Proof that in an isosceles triangle, the altitude from the vertex bisects the base:

Given: an isosceles triangle ABC, where AB = AC.

To prove: the altitude from the vertex A bisects the base BC.

Proof:

1. Draw an isosceles triangle ABC with AB = AC.
2. Draw the altitude from the vertex A, intersecting the base BC at point D.

Proof by contradiction:

Assume that the altitude AD does not bisect the base BC.

Case 1: AD is not perpendicular to BC.
In this case, AD and BC would intersect at a point E, such that AE ≠ DE.
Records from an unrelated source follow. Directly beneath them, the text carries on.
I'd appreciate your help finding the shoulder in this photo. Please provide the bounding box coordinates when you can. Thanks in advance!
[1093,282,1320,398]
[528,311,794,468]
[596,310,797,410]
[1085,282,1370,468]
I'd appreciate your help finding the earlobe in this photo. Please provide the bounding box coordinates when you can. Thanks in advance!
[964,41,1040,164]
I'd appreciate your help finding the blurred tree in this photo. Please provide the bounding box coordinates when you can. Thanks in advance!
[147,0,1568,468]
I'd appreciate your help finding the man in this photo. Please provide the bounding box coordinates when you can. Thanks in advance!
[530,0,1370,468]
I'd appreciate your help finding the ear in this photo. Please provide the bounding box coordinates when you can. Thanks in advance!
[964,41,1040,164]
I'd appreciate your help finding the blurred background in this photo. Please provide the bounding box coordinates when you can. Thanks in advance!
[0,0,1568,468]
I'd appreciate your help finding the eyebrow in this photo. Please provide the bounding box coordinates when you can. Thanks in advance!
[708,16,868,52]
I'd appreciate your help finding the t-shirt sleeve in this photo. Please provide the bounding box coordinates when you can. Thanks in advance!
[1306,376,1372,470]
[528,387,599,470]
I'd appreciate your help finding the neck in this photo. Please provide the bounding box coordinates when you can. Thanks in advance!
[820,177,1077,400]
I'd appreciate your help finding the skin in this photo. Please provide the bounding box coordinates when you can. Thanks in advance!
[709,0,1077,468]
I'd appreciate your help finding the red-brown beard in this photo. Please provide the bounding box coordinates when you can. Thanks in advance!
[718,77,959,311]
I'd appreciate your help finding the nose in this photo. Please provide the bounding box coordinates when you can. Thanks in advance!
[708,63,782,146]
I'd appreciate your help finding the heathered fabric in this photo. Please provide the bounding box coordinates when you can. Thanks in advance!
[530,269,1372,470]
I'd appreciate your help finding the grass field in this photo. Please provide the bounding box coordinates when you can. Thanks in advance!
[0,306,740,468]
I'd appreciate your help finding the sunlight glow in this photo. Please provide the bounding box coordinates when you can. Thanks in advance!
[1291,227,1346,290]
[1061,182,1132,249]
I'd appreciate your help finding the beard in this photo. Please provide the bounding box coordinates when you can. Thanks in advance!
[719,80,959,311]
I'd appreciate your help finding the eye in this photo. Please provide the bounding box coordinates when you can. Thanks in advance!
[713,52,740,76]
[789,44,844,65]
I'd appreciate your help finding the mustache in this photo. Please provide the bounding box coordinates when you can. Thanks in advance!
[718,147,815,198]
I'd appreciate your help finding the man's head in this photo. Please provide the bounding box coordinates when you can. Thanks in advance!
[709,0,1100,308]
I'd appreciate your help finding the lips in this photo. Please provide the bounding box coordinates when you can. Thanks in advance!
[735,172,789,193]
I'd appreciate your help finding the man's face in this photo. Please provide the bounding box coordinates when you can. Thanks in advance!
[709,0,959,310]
3. Draw line segments AE and DE.
4. Since AD is the altitude, it is perpendicular to BC. Therefore, ∠ADE and ∠AED are right angles.
5. In triangle ADE, AD = AD (common side) and ∠ADE = ∠AED (both are right angles).
6. By the Side-Angle-Side (SAS) congruence criterion, triangle ADE is congruent to itself.
7. Therefore, AE = DE (corresponding parts of congruent triangles are equal).
8. But this contradicts our assumption that AE ≠ DE.
9. Hence, our assumption that AD is not perpendicular to BC is false.

Case 2: AD is perpendicular to BC, but does not bisect BC.
In this case, AD divides BC into two segments, BD and DC, such that BD ≠ DC.

10. Draw line segments BD and DC.
11. By the definition of an altitude, AD is perpendicular to BC. Therefore, ∠ADB and ∠ADC are right angles.
12. In triangle ADB and ADC, AD = AD (common side), ∠ADB = ∠ADC (both are right angles), and AB = AC (given isosceles triangle).
13. By the Side-Angle-Side (SAS) congruence criterion, triangles ADB and ADC are congruent.
14. Therefore, BD = DC (corresponding parts of congruent triangles are equal).
15. But this contradicts our assumption that BD ≠ DC.
16. Hence, our assumption that AD does not bisect BC is false.

Conclusion: In both cases, our assumptions led to contradictions. Therefore, the altitude from the vertex A must bisect the base BC in an isosceles triangle.